One of the disappointments of congress this year was the failure to get under way a trip to Mozambique, to enjoy lunch at Casa Musika, on the shores of Chicamba Dam and about 40 minutes from Forbes Border Post. HAZ achieved this back in 2001, and had previously done something similar in the 1990s with a trip over to Zambia when congress took place at Kariba. I understand it was transport that was the problem for this, although the authorities had cleared the way for swift cross-border formalities for the party.
It was a chance once again to recognise the value of Mutare as a venue for conferences and leisure travel. Prices in the area are lower than for many years and it’s a great time to visit, with everything greening up with the rains. The problem road into the Bvumba is being sorted out – thanks to efforts by Gordon Addams and the team in the Eastern Highlands Experience, as well as from Leopard Rock’s Samir Sasha. It is essential for all the roads in the Eastern Highlands to be attended to, so I hope the relevant authorities reading this will get into quick action. After all, would this not be a good direction for the money being earned at the many tool gates around the country?

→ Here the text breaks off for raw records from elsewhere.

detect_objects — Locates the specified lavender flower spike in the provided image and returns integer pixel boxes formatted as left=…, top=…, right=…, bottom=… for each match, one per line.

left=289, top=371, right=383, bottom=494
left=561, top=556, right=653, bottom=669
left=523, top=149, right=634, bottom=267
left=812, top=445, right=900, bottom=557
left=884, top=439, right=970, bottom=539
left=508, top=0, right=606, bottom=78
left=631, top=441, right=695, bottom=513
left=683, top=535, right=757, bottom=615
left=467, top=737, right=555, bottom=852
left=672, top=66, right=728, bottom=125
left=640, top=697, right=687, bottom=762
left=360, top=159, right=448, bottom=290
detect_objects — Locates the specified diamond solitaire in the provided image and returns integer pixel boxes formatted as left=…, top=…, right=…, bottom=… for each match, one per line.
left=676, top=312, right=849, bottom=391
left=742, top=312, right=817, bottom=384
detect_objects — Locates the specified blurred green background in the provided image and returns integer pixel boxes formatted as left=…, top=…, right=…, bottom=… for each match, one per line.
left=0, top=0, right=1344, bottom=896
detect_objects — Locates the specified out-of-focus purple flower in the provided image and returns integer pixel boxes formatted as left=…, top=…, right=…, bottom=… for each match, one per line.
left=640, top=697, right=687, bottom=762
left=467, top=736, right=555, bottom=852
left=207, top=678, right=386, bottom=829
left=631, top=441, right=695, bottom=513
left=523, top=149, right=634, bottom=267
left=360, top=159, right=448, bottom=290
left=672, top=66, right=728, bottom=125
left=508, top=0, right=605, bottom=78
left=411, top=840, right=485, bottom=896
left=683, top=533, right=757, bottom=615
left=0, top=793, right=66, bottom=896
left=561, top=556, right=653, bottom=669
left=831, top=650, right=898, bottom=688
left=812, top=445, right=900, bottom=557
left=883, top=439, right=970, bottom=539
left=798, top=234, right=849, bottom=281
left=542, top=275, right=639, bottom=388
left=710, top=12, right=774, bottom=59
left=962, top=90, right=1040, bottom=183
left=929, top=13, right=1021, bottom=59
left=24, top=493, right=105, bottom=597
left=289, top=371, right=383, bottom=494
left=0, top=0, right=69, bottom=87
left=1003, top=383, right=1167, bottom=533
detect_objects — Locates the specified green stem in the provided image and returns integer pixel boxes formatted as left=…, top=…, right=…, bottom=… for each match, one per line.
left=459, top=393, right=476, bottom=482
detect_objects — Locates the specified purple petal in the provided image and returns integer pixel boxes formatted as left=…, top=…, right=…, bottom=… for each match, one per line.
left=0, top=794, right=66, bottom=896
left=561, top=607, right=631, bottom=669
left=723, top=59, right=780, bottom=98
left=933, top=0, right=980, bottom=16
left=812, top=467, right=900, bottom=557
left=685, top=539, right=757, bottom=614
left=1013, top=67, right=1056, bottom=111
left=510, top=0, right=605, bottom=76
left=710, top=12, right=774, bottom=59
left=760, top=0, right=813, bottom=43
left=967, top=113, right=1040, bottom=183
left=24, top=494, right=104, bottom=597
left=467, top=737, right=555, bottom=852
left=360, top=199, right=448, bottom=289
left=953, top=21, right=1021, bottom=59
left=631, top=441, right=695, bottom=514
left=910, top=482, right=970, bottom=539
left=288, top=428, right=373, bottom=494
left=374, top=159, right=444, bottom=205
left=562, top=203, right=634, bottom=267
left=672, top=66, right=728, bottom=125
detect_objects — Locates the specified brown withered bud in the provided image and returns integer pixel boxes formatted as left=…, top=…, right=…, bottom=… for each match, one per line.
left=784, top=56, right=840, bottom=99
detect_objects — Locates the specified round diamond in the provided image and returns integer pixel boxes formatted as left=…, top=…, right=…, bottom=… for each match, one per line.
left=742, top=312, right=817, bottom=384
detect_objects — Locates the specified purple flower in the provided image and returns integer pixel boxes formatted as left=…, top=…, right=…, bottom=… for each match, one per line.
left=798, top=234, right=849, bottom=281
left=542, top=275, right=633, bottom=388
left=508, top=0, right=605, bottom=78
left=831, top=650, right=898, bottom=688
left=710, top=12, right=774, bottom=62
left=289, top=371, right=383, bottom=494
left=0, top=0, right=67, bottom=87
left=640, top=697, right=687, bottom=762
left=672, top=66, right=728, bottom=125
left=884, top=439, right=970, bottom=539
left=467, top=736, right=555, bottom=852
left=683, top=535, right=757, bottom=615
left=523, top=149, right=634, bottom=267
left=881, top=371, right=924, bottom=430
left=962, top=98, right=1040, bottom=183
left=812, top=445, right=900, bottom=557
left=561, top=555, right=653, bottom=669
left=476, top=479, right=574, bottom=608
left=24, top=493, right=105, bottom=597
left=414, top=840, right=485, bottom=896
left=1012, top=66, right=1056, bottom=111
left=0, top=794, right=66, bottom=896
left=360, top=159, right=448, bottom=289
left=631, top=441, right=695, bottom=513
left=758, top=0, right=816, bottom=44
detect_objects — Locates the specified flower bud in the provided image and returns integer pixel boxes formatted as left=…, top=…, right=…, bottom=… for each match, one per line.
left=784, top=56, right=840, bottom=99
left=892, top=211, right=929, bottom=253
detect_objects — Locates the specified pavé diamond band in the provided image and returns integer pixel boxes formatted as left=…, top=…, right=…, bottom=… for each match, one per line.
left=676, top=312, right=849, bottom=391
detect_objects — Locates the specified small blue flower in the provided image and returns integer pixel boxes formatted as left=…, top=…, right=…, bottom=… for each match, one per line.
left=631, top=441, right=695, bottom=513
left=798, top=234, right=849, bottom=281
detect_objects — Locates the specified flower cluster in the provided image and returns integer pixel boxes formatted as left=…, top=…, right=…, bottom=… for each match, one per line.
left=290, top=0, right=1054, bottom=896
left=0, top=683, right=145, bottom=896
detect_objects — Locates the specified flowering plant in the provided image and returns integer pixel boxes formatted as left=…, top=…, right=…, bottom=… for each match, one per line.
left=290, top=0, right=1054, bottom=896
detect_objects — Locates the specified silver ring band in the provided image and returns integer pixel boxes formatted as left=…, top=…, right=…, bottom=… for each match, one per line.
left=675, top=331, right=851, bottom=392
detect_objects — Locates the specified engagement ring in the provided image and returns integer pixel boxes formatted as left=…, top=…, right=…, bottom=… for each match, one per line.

HAZ may have a surprise in store for its members in 2016. In line with what a lot of regional associations are doing, HAZ is looking at the possibility of an over-the-border congress for the first time… something innovative, stemming from their theme this year. So, look out Botswana, Mozambique, Zambia or South Africa… here comes HAZ.
The Eastern Highlands is a leading destination, with the city of Mutare in the centre and the Nyanga mountains to the north — along with the beautiful Odzani-Penhalong area — and with the Chimanimani mountains to the south and the Bvumba mountains south-east of the city. There’s something for everyone and in the Bvumba there’s the world-famous Tony’s Coffee Shop. Get to the Eastern Highlands as soon as you can.